Turismo Paiter Suruí: cultura viva na Amazônia rondoniense
Uma imersão na história, tradições e natureza do povo Paiter Suruí em Cacoal (RO)

Chegar ao Território 7 de Setembro, em Cacoal, Rondônia, é mais do que uma simples viagem. É atravessar uma fronteira invisível que separa o mundo urbano da alma da floresta amazônica. Sob o olhar atento das árvores centenárias e envoltos por uma sensação de paz, somos recebidos pelo povo Paiter Suruí, no Espaço Yabnaby.
A agência de turismo Paiter Suruí, a primeira desse tipo organizada por um povo indígena da Amazônia, foi criada para unir preservação cultural, econômica e ambiental. Mais do que um roteiro, é uma experiência transformadora e eu, que vos escrevo, posso garantir isso.

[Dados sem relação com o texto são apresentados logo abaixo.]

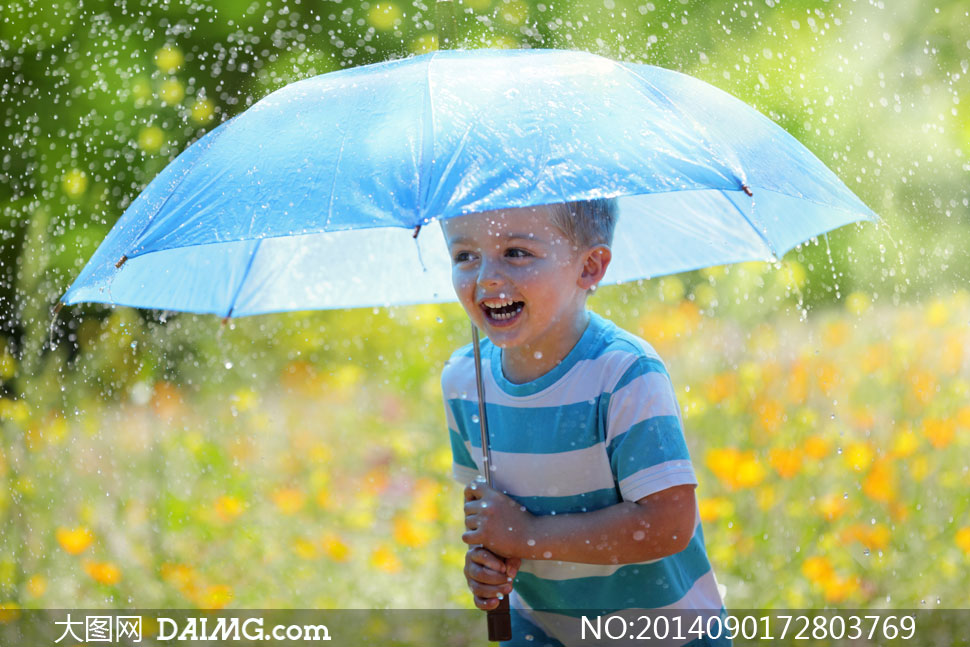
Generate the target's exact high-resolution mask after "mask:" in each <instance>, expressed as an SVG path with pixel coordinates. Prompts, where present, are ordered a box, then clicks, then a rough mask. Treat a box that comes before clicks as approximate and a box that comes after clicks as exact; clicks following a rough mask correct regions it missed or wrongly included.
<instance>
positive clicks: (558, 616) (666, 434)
mask: <svg viewBox="0 0 970 647" xmlns="http://www.w3.org/2000/svg"><path fill="white" fill-rule="evenodd" d="M482 374H483V378H484V381H485V402H486V415H487V419H488V426H489V443H490V445H491V450H492V462H493V467H494V470H493V472H492V478H493V483H494V486H495V487H496V489H498V490H499V491H504V492H506V493H507V494H508V495H509V496H511V497H512V498H514V499H515V500H517V501H518V502H519V503H521V504H522V505H524V506H525V507H526V508H527V509H528V510H529V511H530V512H532V513H533V514H536V515H547V514H564V513H576V512H587V511H592V510H597V509H599V508H605V507H607V506H611V505H614V504H617V503H620V502H621V501H637V500H639V499H641V498H643V497H645V496H647V495H649V494H652V493H654V492H659V491H661V490H664V489H666V488H669V487H673V486H676V485H683V484H696V483H697V480H696V478H695V476H694V470H693V467H692V466H691V462H690V456H689V455H688V453H687V445H686V443H685V441H684V433H683V426H682V422H681V417H680V410H679V407H678V404H677V399H676V396H675V394H674V390H673V386H672V384H671V381H670V377H669V376H668V374H667V370H666V368H665V367H664V364H663V362H662V361H661V359H660V357H659V356H658V355H657V353H656V352H655V351H654V350H653V348H651V347H650V345H649V344H647V343H646V342H645V341H643V340H642V339H640V338H639V337H636V336H635V335H632V334H630V333H628V332H626V331H624V330H622V329H620V328H618V327H617V326H616V325H615V324H613V323H612V322H610V321H607V320H606V319H604V318H602V317H600V316H599V315H597V314H595V313H592V312H591V313H589V325H588V326H587V328H586V330H585V331H584V332H583V335H582V337H581V338H580V340H579V341H578V342H577V343H576V346H575V347H574V348H573V349H572V350H571V351H570V352H569V354H567V355H566V357H565V358H564V359H563V361H562V362H561V363H560V364H559V365H558V366H556V367H555V368H553V369H552V370H551V371H549V372H548V373H546V374H545V375H542V376H541V377H539V378H538V379H536V380H534V381H532V382H527V383H524V384H514V383H512V382H509V381H508V380H507V379H506V378H505V377H504V375H503V374H502V362H501V349H500V348H497V347H496V346H494V345H493V344H491V343H490V342H489V341H488V340H483V342H482ZM441 385H442V392H443V394H444V398H445V411H446V416H447V419H448V428H449V432H450V436H451V448H452V455H453V458H454V474H455V477H456V478H457V479H458V480H459V481H461V482H463V483H468V482H470V481H471V480H472V479H474V478H475V477H476V476H478V475H479V474H480V470H481V465H482V460H481V433H480V431H479V425H478V392H477V389H476V385H475V364H474V356H473V354H472V349H471V345H469V346H466V347H464V348H461V349H459V350H458V351H456V352H455V353H454V354H453V355H452V357H451V359H450V360H449V361H448V363H447V364H446V365H445V368H444V371H443V372H442V377H441ZM512 605H513V606H514V607H517V608H519V609H522V610H523V611H524V612H525V613H526V614H527V615H528V616H530V617H531V619H532V620H534V621H535V622H536V624H538V625H539V626H540V627H542V628H543V629H545V630H546V631H547V632H548V633H549V634H550V635H551V636H554V637H558V638H559V639H560V640H563V641H564V642H570V641H568V640H565V639H566V638H567V637H568V636H570V635H571V636H573V637H575V636H576V635H578V631H577V625H578V622H579V619H578V617H579V616H580V615H583V611H582V610H586V612H585V613H586V614H589V613H590V610H596V611H597V612H598V613H601V614H602V613H611V612H614V611H617V610H623V609H631V610H632V609H670V610H675V609H677V610H680V609H683V610H694V609H697V610H700V609H703V610H715V611H716V610H720V609H721V608H722V604H721V598H720V595H719V593H718V590H717V583H716V581H715V579H714V574H713V572H712V570H711V566H710V563H709V562H708V559H707V554H706V551H705V548H704V537H703V534H702V532H701V525H700V517H699V515H697V516H696V522H695V526H694V535H693V537H692V539H691V541H690V544H689V545H688V547H687V548H686V549H685V550H683V551H681V552H680V553H677V554H675V555H670V556H668V557H664V558H662V559H658V560H652V561H648V562H641V563H636V564H620V565H598V564H579V563H573V562H562V561H554V560H524V561H523V563H522V567H521V569H520V571H519V574H518V575H517V577H516V579H515V582H514V592H513V594H512Z"/></svg>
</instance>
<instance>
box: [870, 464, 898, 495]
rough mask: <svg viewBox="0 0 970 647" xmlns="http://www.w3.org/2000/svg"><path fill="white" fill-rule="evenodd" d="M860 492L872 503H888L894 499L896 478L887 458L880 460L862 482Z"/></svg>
mask: <svg viewBox="0 0 970 647" xmlns="http://www.w3.org/2000/svg"><path fill="white" fill-rule="evenodd" d="M862 492H863V494H865V495H866V496H867V497H869V498H870V499H872V500H873V501H879V502H880V503H889V502H890V501H892V500H893V499H895V498H896V478H895V474H894V473H893V470H892V464H891V463H890V459H888V458H880V459H879V460H877V461H876V462H875V463H873V465H872V469H871V470H869V473H868V474H867V475H866V478H865V479H863V481H862Z"/></svg>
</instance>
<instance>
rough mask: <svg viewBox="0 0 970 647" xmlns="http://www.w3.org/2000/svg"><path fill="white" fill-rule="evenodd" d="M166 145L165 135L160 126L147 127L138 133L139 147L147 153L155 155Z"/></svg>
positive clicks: (138, 132)
mask: <svg viewBox="0 0 970 647" xmlns="http://www.w3.org/2000/svg"><path fill="white" fill-rule="evenodd" d="M164 143H165V133H164V131H162V129H161V128H159V127H158V126H146V127H145V128H142V129H141V130H140V131H139V132H138V147H139V148H140V149H142V150H143V151H145V152H146V153H155V152H157V151H158V150H159V149H161V147H162V145H163V144H164Z"/></svg>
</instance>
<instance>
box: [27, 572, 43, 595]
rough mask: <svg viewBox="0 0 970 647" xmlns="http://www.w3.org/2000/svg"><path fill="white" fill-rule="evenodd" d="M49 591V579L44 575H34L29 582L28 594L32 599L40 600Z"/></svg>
mask: <svg viewBox="0 0 970 647" xmlns="http://www.w3.org/2000/svg"><path fill="white" fill-rule="evenodd" d="M46 591H47V578H46V577H44V576H43V575H34V576H32V577H31V578H30V579H29V580H27V593H29V594H30V595H31V597H35V598H39V597H40V596H42V595H44V593H45V592H46Z"/></svg>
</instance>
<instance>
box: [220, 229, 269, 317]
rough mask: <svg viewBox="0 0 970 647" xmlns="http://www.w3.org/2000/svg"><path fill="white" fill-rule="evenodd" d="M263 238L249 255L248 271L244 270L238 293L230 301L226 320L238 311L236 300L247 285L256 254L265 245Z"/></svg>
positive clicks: (232, 296)
mask: <svg viewBox="0 0 970 647" xmlns="http://www.w3.org/2000/svg"><path fill="white" fill-rule="evenodd" d="M263 240H264V239H263V238H260V239H259V240H257V241H256V246H255V247H254V248H253V253H252V254H250V255H249V262H248V263H246V269H245V270H243V275H242V278H241V279H240V280H239V285H237V286H236V291H235V293H234V294H233V295H232V299H231V300H230V301H229V310H228V311H227V312H226V319H228V318H229V317H231V316H232V311H233V310H235V309H236V300H237V299H238V298H239V293H240V292H242V287H243V285H245V284H246V279H248V278H249V271H250V270H251V269H252V267H253V262H254V261H255V260H256V254H258V253H259V247H260V245H262V244H263Z"/></svg>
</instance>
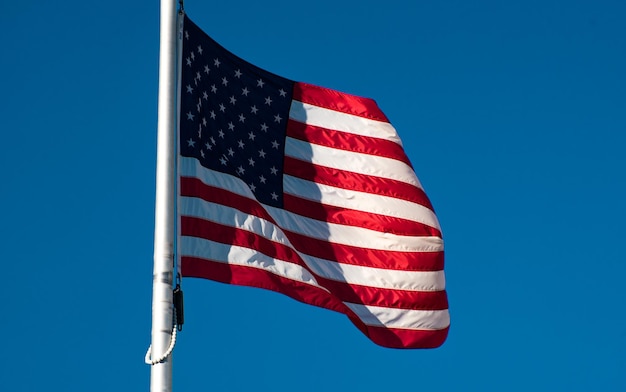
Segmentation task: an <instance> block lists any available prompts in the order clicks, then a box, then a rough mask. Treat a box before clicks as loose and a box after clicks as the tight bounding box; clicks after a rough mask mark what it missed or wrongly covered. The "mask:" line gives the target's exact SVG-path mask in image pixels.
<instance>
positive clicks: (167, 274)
mask: <svg viewBox="0 0 626 392" xmlns="http://www.w3.org/2000/svg"><path fill="white" fill-rule="evenodd" d="M176 12H177V9H176V0H161V22H160V32H161V33H160V52H159V102H158V121H157V131H158V137H157V172H156V206H155V222H154V270H153V276H152V357H153V358H158V357H159V356H161V355H162V354H163V353H164V352H165V351H166V350H167V348H168V346H169V344H170V339H171V334H172V326H173V320H172V319H173V305H172V289H173V287H172V286H173V278H174V219H175V217H174V211H175V210H174V203H175V202H176V199H175V184H176V178H175V175H176V173H175V167H174V162H175V158H176V155H175V153H176V151H175V146H176V139H175V138H176V92H177V87H176V81H177V78H176V63H177V60H176V58H177V49H176V24H177V23H176V21H177V18H176ZM150 391H152V392H157V391H158V392H171V391H172V357H171V356H170V357H169V358H167V359H165V360H164V361H163V362H161V363H157V364H155V365H152V367H151V372H150Z"/></svg>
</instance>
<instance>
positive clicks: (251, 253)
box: [179, 236, 328, 291]
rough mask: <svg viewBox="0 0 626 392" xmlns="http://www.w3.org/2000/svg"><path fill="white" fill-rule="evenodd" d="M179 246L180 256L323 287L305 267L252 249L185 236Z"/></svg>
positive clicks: (182, 239) (180, 239)
mask: <svg viewBox="0 0 626 392" xmlns="http://www.w3.org/2000/svg"><path fill="white" fill-rule="evenodd" d="M179 248H180V249H181V255H182V256H192V257H198V258H204V259H211V260H214V261H218V262H222V263H226V264H231V265H241V266H248V267H254V268H258V269H262V270H265V271H269V272H271V273H273V274H276V275H279V276H282V277H284V278H287V279H291V280H295V281H298V282H303V283H306V284H310V285H313V286H316V287H320V288H323V287H322V286H320V285H318V283H317V281H316V280H315V277H314V276H313V275H311V273H310V272H309V271H307V270H306V268H303V267H302V266H300V265H298V264H294V263H290V262H287V261H283V260H278V259H275V258H272V257H269V256H267V255H265V254H263V253H260V252H258V251H256V250H253V249H249V248H245V247H242V246H235V245H228V244H222V243H219V242H214V241H209V240H205V239H202V238H195V237H185V236H183V237H181V238H180V242H179ZM324 290H326V289H324ZM326 291H328V290H326Z"/></svg>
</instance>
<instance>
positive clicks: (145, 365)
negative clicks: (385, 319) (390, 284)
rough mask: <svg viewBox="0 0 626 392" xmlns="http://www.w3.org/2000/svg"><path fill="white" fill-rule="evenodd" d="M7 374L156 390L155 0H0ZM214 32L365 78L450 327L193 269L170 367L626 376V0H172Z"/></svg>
mask: <svg viewBox="0 0 626 392" xmlns="http://www.w3.org/2000/svg"><path fill="white" fill-rule="evenodd" d="M2 9H3V11H2V12H1V13H0V26H2V34H0V47H1V48H2V52H3V53H2V55H1V56H0V69H1V70H2V72H1V73H0V82H1V83H0V86H1V91H2V94H1V95H0V140H1V142H0V175H1V177H0V178H1V182H2V185H1V186H0V189H1V191H0V206H1V208H2V219H0V234H1V235H0V247H1V249H2V257H1V260H2V266H3V271H4V279H3V280H4V283H3V284H2V285H0V295H1V298H2V300H3V307H2V316H0V320H1V321H2V322H0V336H2V337H3V341H2V343H0V346H1V349H0V353H2V355H0V386H1V387H0V389H2V390H5V391H41V390H58V391H96V392H97V391H113V390H119V391H122V390H128V391H140V390H148V384H149V371H150V370H149V366H147V365H145V364H144V363H143V357H144V354H145V350H146V349H147V347H148V345H149V344H150V328H151V326H150V323H151V319H150V318H151V295H152V294H151V290H152V253H153V230H154V229H153V225H154V188H155V170H156V168H155V157H156V121H157V111H156V108H157V86H158V45H159V42H158V41H159V35H158V34H159V33H158V26H159V19H158V18H159V5H158V1H156V0H154V1H143V0H142V1H132V2H118V3H117V4H114V3H112V2H89V1H74V0H68V1H63V2H49V1H41V0H39V1H36V0H30V1H29V0H23V1H2ZM186 10H187V12H188V14H189V15H190V17H191V18H192V19H193V20H194V21H195V22H196V23H197V24H198V25H199V26H201V27H202V28H203V29H204V30H205V31H206V32H207V33H209V34H210V35H212V36H213V38H215V39H216V40H217V41H218V42H220V43H221V44H222V45H224V46H225V47H226V48H228V49H229V50H231V51H233V52H234V53H236V54H238V55H239V56H241V57H243V58H245V59H246V60H248V61H251V62H252V63H255V64H256V65H258V66H261V67H263V68H265V69H267V70H270V71H272V72H275V73H278V74H280V75H282V76H285V77H288V78H291V79H295V80H299V81H303V82H308V83H313V84H318V85H322V86H326V87H330V88H334V89H338V90H342V91H345V92H348V93H352V94H357V95H363V96H368V97H372V98H374V99H376V100H377V102H378V103H379V105H380V106H381V108H382V109H383V110H384V111H385V113H386V114H387V116H388V117H389V118H390V120H391V122H392V123H393V124H394V126H395V127H396V128H397V130H398V132H399V134H400V136H401V137H402V139H403V141H404V145H405V148H406V151H407V153H408V155H409V157H410V159H411V160H412V162H413V165H414V166H415V168H416V171H417V174H418V176H419V177H420V180H421V181H422V183H423V185H424V186H425V188H426V191H427V193H428V194H429V196H430V198H431V200H432V202H433V204H434V206H435V208H436V211H437V213H438V216H439V218H440V221H441V225H442V228H443V233H444V239H445V241H446V277H447V285H448V294H449V299H450V311H451V319H452V327H451V330H450V335H449V337H448V340H447V341H446V343H445V344H444V345H443V346H442V347H441V348H438V349H435V350H424V351H421V350H408V351H402V350H393V349H385V348H381V347H378V346H376V345H374V344H373V343H371V342H370V341H369V340H367V339H366V338H365V337H364V336H363V335H361V333H360V332H359V331H358V330H357V329H356V328H355V327H354V326H352V324H351V323H350V322H349V321H348V319H347V318H346V317H345V316H343V315H341V314H336V313H333V312H331V311H327V310H323V309H317V308H314V307H312V306H307V305H303V304H300V303H298V302H295V301H293V300H291V299H289V298H287V297H283V296H281V295H279V294H276V293H273V292H266V291H262V290H258V289H252V288H243V287H235V286H227V285H223V284H218V283H214V282H210V281H203V280H185V281H184V290H185V299H186V303H185V309H186V314H185V316H186V324H185V327H184V330H183V332H182V334H181V335H180V337H179V342H178V344H177V346H176V349H175V359H174V387H175V389H176V390H178V391H196V390H232V391H249V390H259V391H294V390H295V391H320V390H355V391H379V390H388V391H392V390H426V391H427V390H438V391H442V390H443V391H465V390H476V391H518V390H519V391H526V390H541V391H544V390H560V391H590V390H596V391H623V390H626V354H625V353H626V314H625V309H626V288H625V284H624V280H625V278H626V257H625V255H624V242H625V241H624V235H625V234H626V231H625V229H624V222H625V220H626V208H625V199H626V175H625V169H626V158H625V157H624V149H625V146H626V137H625V131H626V76H625V75H626V73H625V71H624V70H626V24H625V23H624V17H625V16H626V3H624V2H621V1H608V0H607V1H597V2H592V1H532V0H531V1H528V0H526V1H507V2H504V1H477V2H467V1H436V2H434V1H428V2H427V1H410V2H409V1H394V0H391V1H370V0H361V1H351V0H350V1H328V0H320V1H316V2H313V3H311V2H309V3H297V2H295V3H294V2H291V1H273V2H257V1H247V0H242V1H237V2H225V1H222V2H207V1H200V0H194V1H191V0H188V1H187V2H186Z"/></svg>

Uma história de resistência e visão de futuro
Para entendermos melhor, o turismo Paiter nasceu como parte do Plano de Gestão Territorial do povo Suruí, liderado por Almir Suruí, um projeto que planeja os próximos 50 anos da comunidade. O objetivo é claro: garantir o desenvolvimento sustentável sem abrir mão da cultura e da identidade. Basicamente, o povo Paiter abriu suas portas para o mundo, para que as pessoas possam conhecer suas raízes através de suas óticas.
Lá, cada passo parece ter um significado e realmente tem. Você pode se hospedar em um chalé ou acampar, mas há uma garantia: você ouvirá os sons da natureza, o canto dos pássaros, o vento entre as folhas e o farfalhar dos pequenos insetos e, mais do que mexer com os nossos sentidos, o território mexe com quem somos e no que acreditamos.
A experiência Paiter Suruí é construída em torno da imersão cultural, e isso vai muito além do retorno econômico. O etnoturismo do Espaço Yabnaby não apenas compartilha a cultura do povo Suruí com os visitantes, mas também fortalece e preserva a história para as futuras gerações da própria comunidade. À medida que os turistas ouvem as narrativas, participam das vivências e testemunham os saberes ancestrais, essa mesma cultura ecoa para os filhos e netos dos Paiter Suruí. Cada visita torna-se um ato de preservação viva.
“Quando as pessoas vêm aqui, elas entendem o valor da nossa floresta e da nossa cultura. Elas saem transformadas”, diz um dos guias
Turismo sustentável que gera impacto
A rotina na comunidade é movimentada. Visitantes acompanham o trabalho na produção agroflorestal, visitam a indústria da castanha e aprendem sobre o Café Paiter Suruí, uma iniciativa que gera renda ao mesmo tempo em que protege o território.
O número de visitantes tem crescido, mas de maneira controlada. “A gente quer um turismo que respeite o nosso espaço. Não é sobre quantidade, é sobre a experiência que cada pessoa leva daqui”, explica o coordenador do projeto.
Ao final da visita, a sensação é de que não voltamos os mesmos e é impossível voltarmos os mesmos. O turismo Paiter Suruí não é uma viagem para ver, mas para sentir. Entre conversas à sombra das árvores e no silêncio da floresta, somos convidados a refletir sobre o tempo, a vida, a natureza e o papel do ser humano diante do mundo. Ali, tudo é genuíno e essencial, como se a simplicidade das palavras e a profundidade das histórias fossem capazes de expor verdades muitas vezes esquecidas na correria da vida cotidiana e monótona

E se há uma mensagem que ecoa após a experiência, é que conhecer a Amazônia pelos olhos de quem a preserva nos conecta a algo maior: ao futuro, à memória e à consciência de que preservar não é apenas um ato político, mas uma necessidade urgente.
Serviço:
• Onde: Território Sete de Setembro, Cacoal, Rondônia.
• Atividades: Trilhas, vivência cultural, produção agroflorestal, rituais espirituais e educação ambiental.